Bank of America Corp. (BAC) Chief Executive Officer Brian T. Moynihan won permission last month for the firm’s first dividend increase since the financial crisis. Now he’s under pressure to salvage the payout after the company mistakenly inflated capital levels by about $4 billion.
One leading option: scrapping a $4 billion share repurchase, said a person briefed on the deliberations. That could allow the Charlotte, North Carolina-based bank to resubmit its request to boost the quarterly dividend to 5 cents, said the person, asking not to be identified because the process is confidential.
Moynihan, 54, has a month to draw up plans that will win Federal Reserve approval after the regulator asked the bank to freeze buybacks and dividend increases. The boost approved in March was heralded as a symbolic victory for Moynihan and the bank, which has had a token penny-a-share payout since 2009.

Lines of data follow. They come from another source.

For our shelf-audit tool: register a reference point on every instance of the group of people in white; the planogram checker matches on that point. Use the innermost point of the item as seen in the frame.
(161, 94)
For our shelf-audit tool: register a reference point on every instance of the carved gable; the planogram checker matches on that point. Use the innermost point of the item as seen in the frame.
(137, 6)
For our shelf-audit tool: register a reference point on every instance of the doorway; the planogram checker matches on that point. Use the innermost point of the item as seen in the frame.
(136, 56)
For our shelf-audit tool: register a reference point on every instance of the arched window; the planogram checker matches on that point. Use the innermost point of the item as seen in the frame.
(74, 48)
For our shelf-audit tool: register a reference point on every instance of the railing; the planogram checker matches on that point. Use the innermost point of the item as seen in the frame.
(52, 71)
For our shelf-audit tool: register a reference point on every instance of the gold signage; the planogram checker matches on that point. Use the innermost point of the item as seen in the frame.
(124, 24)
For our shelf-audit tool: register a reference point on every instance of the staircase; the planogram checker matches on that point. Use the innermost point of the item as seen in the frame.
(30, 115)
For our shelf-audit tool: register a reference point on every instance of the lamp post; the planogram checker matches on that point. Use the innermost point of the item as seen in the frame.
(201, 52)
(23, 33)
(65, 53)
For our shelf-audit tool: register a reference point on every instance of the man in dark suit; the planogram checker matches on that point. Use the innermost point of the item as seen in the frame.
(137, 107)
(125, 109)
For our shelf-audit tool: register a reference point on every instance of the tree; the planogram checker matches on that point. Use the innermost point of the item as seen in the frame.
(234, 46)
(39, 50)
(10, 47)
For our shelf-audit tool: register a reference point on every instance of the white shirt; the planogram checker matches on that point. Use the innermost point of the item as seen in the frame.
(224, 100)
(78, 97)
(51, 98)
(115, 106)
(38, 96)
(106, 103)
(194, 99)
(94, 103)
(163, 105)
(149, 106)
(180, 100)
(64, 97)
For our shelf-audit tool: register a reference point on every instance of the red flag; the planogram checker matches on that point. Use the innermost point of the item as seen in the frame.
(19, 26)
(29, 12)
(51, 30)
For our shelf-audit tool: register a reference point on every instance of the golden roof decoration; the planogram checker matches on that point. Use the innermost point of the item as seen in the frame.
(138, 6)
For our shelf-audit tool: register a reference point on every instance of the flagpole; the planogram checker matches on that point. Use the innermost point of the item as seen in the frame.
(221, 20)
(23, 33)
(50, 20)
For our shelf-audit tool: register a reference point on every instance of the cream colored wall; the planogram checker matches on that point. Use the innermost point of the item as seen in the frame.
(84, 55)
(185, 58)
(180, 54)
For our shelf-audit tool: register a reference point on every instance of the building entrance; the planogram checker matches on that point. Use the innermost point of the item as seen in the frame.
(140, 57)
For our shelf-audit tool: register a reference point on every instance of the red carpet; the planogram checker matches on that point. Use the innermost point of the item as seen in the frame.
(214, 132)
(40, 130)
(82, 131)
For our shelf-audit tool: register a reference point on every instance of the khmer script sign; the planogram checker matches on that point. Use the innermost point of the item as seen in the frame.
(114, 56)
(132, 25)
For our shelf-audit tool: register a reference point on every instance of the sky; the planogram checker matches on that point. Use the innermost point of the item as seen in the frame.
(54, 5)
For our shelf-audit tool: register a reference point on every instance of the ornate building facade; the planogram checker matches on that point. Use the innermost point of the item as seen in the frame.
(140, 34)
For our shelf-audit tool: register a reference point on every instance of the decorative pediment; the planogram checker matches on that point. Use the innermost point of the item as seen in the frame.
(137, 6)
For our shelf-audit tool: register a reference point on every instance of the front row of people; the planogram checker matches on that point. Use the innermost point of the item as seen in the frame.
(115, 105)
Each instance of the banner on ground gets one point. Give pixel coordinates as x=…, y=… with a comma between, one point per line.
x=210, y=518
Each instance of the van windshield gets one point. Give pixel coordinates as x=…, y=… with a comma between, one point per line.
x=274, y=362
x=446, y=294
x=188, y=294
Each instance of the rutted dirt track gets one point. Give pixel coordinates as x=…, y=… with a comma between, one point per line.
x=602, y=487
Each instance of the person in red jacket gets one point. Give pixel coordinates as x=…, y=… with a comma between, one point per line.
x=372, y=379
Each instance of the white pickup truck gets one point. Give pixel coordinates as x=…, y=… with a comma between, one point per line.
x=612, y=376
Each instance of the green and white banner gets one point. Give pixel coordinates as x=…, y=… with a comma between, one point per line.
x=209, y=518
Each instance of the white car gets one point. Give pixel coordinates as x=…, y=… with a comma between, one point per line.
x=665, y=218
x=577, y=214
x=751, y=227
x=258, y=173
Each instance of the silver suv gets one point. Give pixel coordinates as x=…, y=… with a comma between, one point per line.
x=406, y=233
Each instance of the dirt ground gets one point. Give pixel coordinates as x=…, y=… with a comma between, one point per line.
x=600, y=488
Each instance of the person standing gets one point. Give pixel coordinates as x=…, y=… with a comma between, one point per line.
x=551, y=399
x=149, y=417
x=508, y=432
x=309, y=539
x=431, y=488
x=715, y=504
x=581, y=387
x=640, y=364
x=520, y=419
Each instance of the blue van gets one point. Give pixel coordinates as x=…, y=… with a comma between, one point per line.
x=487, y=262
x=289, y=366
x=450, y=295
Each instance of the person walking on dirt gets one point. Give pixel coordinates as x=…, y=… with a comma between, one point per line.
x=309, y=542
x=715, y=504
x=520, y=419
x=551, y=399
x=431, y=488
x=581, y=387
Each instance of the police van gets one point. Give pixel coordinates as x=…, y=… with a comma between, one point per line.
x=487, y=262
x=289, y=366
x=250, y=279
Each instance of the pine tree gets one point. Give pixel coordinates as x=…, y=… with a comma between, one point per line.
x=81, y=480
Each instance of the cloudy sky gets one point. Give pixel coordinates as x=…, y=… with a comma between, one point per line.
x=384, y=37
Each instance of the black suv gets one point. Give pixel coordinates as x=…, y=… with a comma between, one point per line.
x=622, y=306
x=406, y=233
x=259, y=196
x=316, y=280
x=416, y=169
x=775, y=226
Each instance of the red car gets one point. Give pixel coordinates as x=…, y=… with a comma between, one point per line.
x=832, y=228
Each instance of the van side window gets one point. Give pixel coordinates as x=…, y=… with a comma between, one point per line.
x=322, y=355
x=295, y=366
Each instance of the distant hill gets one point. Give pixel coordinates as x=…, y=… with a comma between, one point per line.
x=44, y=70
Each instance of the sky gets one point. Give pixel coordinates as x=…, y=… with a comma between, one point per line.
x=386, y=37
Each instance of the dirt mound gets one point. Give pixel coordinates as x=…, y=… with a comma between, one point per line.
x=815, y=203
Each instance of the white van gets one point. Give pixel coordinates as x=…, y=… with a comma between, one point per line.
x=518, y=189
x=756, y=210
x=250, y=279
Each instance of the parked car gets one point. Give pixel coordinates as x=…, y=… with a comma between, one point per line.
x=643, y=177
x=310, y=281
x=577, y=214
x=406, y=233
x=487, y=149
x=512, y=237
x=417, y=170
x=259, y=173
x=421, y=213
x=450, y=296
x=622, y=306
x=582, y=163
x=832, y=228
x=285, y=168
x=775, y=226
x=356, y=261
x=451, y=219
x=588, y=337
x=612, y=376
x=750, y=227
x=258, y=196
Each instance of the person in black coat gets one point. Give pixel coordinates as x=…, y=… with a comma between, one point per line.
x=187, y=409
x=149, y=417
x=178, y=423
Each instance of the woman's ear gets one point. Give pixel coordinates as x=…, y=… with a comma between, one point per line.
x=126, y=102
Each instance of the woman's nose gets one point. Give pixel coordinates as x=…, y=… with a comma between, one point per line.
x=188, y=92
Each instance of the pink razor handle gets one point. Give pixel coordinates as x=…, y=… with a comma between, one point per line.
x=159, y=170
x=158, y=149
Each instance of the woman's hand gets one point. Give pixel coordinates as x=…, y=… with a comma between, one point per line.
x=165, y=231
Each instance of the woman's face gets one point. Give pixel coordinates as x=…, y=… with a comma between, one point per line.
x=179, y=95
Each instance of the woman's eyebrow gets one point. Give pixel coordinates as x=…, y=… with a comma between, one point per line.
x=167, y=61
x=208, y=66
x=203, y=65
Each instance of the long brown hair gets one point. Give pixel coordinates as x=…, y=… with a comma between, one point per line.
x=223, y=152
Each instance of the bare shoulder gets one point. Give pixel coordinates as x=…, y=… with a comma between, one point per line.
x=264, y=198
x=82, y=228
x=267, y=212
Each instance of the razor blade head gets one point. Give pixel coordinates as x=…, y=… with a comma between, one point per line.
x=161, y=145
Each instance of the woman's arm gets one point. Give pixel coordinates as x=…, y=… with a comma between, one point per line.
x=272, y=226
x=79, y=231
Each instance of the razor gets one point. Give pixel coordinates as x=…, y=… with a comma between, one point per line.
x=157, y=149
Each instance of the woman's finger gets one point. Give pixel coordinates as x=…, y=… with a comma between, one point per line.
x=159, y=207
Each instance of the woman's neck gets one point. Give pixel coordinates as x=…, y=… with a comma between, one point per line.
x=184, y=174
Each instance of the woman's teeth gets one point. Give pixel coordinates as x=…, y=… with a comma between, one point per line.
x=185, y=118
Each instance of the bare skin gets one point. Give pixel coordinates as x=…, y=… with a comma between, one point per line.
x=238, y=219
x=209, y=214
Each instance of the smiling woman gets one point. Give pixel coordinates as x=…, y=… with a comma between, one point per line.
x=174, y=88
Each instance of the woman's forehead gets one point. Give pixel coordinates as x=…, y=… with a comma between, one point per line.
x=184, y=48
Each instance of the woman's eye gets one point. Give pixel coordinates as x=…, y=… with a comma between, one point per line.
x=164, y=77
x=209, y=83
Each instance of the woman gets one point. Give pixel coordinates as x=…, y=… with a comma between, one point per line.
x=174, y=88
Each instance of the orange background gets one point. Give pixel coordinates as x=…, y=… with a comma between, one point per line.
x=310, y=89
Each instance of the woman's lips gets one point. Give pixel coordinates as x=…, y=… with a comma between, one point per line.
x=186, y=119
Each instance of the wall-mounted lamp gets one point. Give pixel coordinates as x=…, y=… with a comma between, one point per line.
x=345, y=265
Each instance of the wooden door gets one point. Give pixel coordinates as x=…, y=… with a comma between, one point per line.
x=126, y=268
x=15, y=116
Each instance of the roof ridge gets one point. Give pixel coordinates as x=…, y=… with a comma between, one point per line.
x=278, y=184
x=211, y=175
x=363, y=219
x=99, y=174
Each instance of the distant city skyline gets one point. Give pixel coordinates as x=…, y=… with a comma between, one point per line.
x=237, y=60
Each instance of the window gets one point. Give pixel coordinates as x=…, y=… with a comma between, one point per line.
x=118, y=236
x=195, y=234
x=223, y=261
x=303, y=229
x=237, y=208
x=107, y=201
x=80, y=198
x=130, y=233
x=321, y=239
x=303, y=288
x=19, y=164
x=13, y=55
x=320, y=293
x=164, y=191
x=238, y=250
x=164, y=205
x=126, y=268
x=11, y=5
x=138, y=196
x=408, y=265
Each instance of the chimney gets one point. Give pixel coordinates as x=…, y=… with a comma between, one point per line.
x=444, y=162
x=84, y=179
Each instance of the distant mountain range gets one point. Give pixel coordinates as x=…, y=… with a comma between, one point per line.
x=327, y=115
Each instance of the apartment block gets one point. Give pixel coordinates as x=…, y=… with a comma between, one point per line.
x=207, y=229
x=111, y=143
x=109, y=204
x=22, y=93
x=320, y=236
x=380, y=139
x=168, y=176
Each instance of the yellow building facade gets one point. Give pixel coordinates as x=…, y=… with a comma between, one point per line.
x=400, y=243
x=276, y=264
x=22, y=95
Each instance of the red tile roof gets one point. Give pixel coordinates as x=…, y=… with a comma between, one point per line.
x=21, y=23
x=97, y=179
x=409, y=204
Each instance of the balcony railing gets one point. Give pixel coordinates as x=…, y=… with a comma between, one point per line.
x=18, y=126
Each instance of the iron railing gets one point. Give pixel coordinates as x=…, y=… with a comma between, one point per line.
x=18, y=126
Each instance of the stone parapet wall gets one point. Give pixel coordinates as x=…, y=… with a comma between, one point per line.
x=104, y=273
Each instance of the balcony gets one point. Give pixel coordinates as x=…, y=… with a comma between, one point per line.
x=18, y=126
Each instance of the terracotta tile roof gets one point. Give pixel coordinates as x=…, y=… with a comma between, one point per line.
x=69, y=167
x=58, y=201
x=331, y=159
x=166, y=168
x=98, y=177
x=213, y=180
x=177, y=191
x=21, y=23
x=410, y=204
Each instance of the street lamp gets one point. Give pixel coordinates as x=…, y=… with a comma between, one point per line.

“This is a step backwards for them, it raises credibility issues for management,” said Jonathan Finger, whose family-owned investment firm, Finger Interests Ltd., owns 900,000 shares of the lender and stands to lose about $144,000 in annual income if Moynihan fails to increase the dividend. “Shareholders have suffered a significant period with no dividends, so some respite from that would be welcomed.”
Bank of America, the nation’s second-largest bank, views the dividend as linked to the company’s ability to generate regular earnings, which was unaffected by the mistake, said the person. The firm isn’t yet certain what payout it will request and may refine the proposal until the due date, the person said.
The predicament arose after the bank found an error in how it valued structured notes inherited in its 2009 acquisition of Merrill Lynch. The Fed responded by asking the firm to resubmit parts of its stress-test capital plan, which is designed to prove that a bank is strong enough to survive an economic shock. Bank of America disclosed the situation yesterday, saying it was hiring an outside firm to review its processes before the resubmission.
The bank’s estimate of Tier 1 capital under coming rules fell to $130.1 billion from $134.2 billion because of the error, the firm said yesterday in a regulatory filing.
The resubmission probably will face closer Fed scrutiny and a higher risk of rejection, said Erik Gordon, a professor at the Ross School of Business at the University of Michigan in Ann Arbor.
The bank’s blunder doesn’t necessarily mean the Fed will reject a revised capital plan on qualitative grounds, as the regulator did with Citigroup Inc.’s proposal, said another person with knowledge of the process. Examiners can’t check all the data provided by banks, the person said.
The Fed regards the incident as bolstering the case for the stress tests because the discovery was handled swiftly, said Barbara Hagenbaugh, a spokeswoman for the central bank. Before the stress tests, finding and fixing the error probably would have been a drawn-out process, she said.